Affleck was previously set to direct and star in the DC film before it landed with filmmaker Matt Reeves and the new Caped Crusader, Robert Pattinson. In the profile, Affleck opened up about his struggle with alcoholism, his uneasy experience working on “Justice League” and the decisions that led him to his forthcoming role in “The Way Back.”

His tumultuous time spent working on “Justice League” (which only raked in $658 million, a box-office disappointment given its massive budget) was only one of the reasons he opted out of the next film in the Batman franchise, Affleck said.

“I showed somebody ‘The Batman’ script,” he said. “They said, ‘I think the script is good. I also think you’ll drink yourself to death if you go through what you just went though again.’”

Affleck first starred as The Dark Knight in “Batman v Superman: Dawn of Justice” (2016). That same year, he also performed an uncredited turn as Batman in “Suicide Squad.” Though he’d already co-written the script for the film, Reeves, who took over directorial duties for “The Batman” in February 2017, opted to write his own version instead.

Reeves recently released the first photos of Pattinson as Batman in the upcoming film, which is scheduled for a June 25, 2021, premiere.

Affleck also got candid about his long battle with alcoholism. He spoke about his three stints in rehab and other A-listers such as Bradley Cooper and Robert Downey Jr. who’ve assisted him on his journey to sobriety.

“One of the things about recovery that I think people sometimes overlook is the fact that it inculcates certain values. Be honest. Be accountable. Help other people. Apologize when you’re wrong.”

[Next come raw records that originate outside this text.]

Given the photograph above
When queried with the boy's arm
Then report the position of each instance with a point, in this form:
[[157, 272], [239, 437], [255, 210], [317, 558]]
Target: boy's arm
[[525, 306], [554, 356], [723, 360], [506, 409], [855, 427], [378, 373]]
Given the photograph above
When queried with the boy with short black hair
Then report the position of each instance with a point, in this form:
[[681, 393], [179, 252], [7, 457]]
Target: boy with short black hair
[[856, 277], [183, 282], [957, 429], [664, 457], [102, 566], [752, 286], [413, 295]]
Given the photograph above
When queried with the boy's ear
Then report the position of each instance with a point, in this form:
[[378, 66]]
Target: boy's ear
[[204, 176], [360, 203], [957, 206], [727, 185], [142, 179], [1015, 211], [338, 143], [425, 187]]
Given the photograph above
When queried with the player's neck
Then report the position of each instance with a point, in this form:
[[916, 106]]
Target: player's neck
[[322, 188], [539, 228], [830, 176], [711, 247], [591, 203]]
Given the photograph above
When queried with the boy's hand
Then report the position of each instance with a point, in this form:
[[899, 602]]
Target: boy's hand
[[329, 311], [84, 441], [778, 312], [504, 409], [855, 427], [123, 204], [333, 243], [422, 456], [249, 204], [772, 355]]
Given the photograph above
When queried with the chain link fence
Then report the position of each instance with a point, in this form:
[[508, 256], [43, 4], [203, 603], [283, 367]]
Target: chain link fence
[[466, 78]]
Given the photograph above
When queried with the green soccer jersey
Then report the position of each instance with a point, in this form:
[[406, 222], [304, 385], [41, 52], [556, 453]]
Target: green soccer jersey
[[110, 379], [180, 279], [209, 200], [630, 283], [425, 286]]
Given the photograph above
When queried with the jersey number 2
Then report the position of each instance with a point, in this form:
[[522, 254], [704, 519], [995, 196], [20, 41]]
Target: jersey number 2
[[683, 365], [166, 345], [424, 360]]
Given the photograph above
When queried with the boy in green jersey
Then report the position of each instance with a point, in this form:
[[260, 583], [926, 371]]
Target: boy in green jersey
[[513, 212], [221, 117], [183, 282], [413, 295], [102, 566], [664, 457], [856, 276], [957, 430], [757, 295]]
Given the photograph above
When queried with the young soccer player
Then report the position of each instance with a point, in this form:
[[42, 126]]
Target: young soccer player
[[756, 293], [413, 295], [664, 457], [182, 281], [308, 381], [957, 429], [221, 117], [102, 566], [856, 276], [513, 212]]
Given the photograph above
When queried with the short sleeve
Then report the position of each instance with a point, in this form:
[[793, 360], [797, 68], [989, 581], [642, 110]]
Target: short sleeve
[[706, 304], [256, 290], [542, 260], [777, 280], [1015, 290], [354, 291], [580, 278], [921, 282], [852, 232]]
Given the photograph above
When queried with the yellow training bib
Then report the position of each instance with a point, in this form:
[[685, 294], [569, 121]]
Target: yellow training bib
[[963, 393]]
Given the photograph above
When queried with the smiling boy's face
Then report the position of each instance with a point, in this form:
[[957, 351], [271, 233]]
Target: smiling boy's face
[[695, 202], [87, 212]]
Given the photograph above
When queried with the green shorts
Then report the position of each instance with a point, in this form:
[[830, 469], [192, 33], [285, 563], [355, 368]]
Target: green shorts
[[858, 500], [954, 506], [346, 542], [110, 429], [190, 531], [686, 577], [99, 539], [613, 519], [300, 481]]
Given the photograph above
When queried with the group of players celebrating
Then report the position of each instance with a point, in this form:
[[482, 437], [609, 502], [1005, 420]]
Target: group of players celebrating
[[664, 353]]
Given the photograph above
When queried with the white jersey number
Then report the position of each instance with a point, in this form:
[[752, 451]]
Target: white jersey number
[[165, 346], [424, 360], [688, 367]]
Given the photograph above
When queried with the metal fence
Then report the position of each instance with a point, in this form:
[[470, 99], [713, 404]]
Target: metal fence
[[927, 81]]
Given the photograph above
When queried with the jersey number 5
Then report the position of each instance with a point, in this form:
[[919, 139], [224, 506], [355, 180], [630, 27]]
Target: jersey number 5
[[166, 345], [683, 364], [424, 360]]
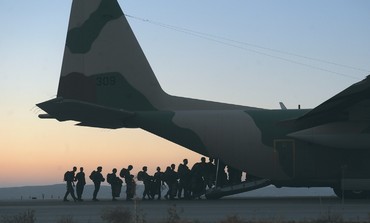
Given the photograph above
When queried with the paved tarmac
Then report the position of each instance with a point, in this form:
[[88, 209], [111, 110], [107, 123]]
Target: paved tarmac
[[255, 209]]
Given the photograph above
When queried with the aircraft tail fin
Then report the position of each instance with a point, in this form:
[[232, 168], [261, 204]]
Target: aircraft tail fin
[[103, 62]]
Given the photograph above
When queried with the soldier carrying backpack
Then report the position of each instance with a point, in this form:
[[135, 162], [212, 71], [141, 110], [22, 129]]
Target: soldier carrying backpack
[[69, 178]]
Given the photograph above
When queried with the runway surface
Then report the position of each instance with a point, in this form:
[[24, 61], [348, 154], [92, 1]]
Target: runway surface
[[274, 209]]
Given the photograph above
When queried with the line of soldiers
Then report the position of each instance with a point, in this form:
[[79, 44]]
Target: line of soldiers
[[185, 183]]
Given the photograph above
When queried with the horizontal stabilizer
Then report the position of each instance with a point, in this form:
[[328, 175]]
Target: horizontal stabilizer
[[86, 113]]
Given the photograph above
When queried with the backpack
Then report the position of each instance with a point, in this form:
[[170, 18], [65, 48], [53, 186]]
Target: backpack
[[68, 176], [92, 175], [140, 176], [110, 178], [123, 172]]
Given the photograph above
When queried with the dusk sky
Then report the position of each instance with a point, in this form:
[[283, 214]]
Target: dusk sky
[[254, 53]]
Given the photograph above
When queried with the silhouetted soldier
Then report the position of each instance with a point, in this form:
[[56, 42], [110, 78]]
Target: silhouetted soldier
[[158, 182], [130, 183], [221, 175], [183, 172], [166, 179], [147, 182], [97, 178], [198, 173], [69, 177], [115, 183], [81, 182], [172, 182]]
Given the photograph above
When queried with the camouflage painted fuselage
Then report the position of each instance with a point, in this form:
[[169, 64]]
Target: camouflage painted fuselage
[[107, 82]]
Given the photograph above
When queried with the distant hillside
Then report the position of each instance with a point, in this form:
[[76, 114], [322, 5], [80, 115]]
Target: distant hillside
[[57, 192]]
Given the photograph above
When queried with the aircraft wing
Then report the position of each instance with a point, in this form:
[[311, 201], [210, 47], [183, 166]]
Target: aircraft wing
[[352, 104]]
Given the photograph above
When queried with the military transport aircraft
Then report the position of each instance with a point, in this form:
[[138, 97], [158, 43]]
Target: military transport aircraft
[[107, 82]]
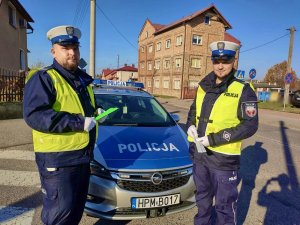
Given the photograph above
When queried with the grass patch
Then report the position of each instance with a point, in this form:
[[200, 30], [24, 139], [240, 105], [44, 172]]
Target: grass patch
[[278, 106]]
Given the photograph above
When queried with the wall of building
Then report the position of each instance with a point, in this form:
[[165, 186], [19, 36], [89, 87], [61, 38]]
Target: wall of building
[[12, 39]]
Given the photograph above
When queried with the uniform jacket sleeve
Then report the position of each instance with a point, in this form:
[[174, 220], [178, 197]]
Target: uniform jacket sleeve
[[248, 116], [39, 96], [191, 119]]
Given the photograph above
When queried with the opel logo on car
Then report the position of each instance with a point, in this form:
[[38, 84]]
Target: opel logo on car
[[156, 178]]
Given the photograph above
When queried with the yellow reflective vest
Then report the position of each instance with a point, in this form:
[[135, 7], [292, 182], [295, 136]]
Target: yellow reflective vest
[[222, 116], [67, 100]]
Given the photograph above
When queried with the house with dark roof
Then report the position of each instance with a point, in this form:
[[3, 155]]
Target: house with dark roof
[[123, 73], [14, 26], [173, 58]]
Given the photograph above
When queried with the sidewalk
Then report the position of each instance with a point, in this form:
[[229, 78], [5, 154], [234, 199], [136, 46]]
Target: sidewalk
[[268, 117]]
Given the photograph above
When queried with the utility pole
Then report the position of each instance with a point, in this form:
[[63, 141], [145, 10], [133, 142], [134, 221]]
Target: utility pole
[[92, 38], [289, 65]]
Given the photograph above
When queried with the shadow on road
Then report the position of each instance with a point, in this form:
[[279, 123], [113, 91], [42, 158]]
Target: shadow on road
[[283, 200], [252, 158]]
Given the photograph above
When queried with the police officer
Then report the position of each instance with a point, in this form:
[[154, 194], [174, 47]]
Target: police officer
[[59, 106], [223, 113]]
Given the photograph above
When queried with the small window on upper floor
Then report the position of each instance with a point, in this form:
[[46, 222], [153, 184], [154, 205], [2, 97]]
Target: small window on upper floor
[[207, 20], [168, 43], [197, 40], [22, 60], [179, 40], [12, 15]]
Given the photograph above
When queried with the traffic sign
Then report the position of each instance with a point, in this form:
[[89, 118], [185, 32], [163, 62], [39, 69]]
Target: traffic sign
[[288, 78], [240, 74], [252, 73]]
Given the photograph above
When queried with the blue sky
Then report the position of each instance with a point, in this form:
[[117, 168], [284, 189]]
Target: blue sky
[[254, 23]]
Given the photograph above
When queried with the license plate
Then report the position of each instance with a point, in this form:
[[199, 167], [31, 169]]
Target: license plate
[[154, 202]]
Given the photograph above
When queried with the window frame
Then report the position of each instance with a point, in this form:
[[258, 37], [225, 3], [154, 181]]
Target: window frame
[[197, 38]]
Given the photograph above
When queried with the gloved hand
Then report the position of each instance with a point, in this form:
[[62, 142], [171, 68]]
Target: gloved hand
[[89, 123], [204, 141], [192, 131], [99, 111]]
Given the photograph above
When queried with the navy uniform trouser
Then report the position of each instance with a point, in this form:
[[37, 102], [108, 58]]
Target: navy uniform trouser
[[221, 184], [64, 194]]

Both situations eventually had a hand in his decision to star in his next film, “The Way Back.” Originally titled “The Has Been,” the film follows a widowed ex-basketball all-star (Affleck) who struggles with addiction and attempts a comeback by becoming the coach of a high school basketball team at his alma mater. Gavin O’Connor directed the film and penned the script alongside Brad Ingelsby.

“I’ve never been very risk-averse — for better or worse, obviously,” he said. “Regarding ‘The Way Back,’ the benefits, to me, far outweighed the risks. I found it very therapeutic.”

“The Way Back” will debut in theaters on March 6.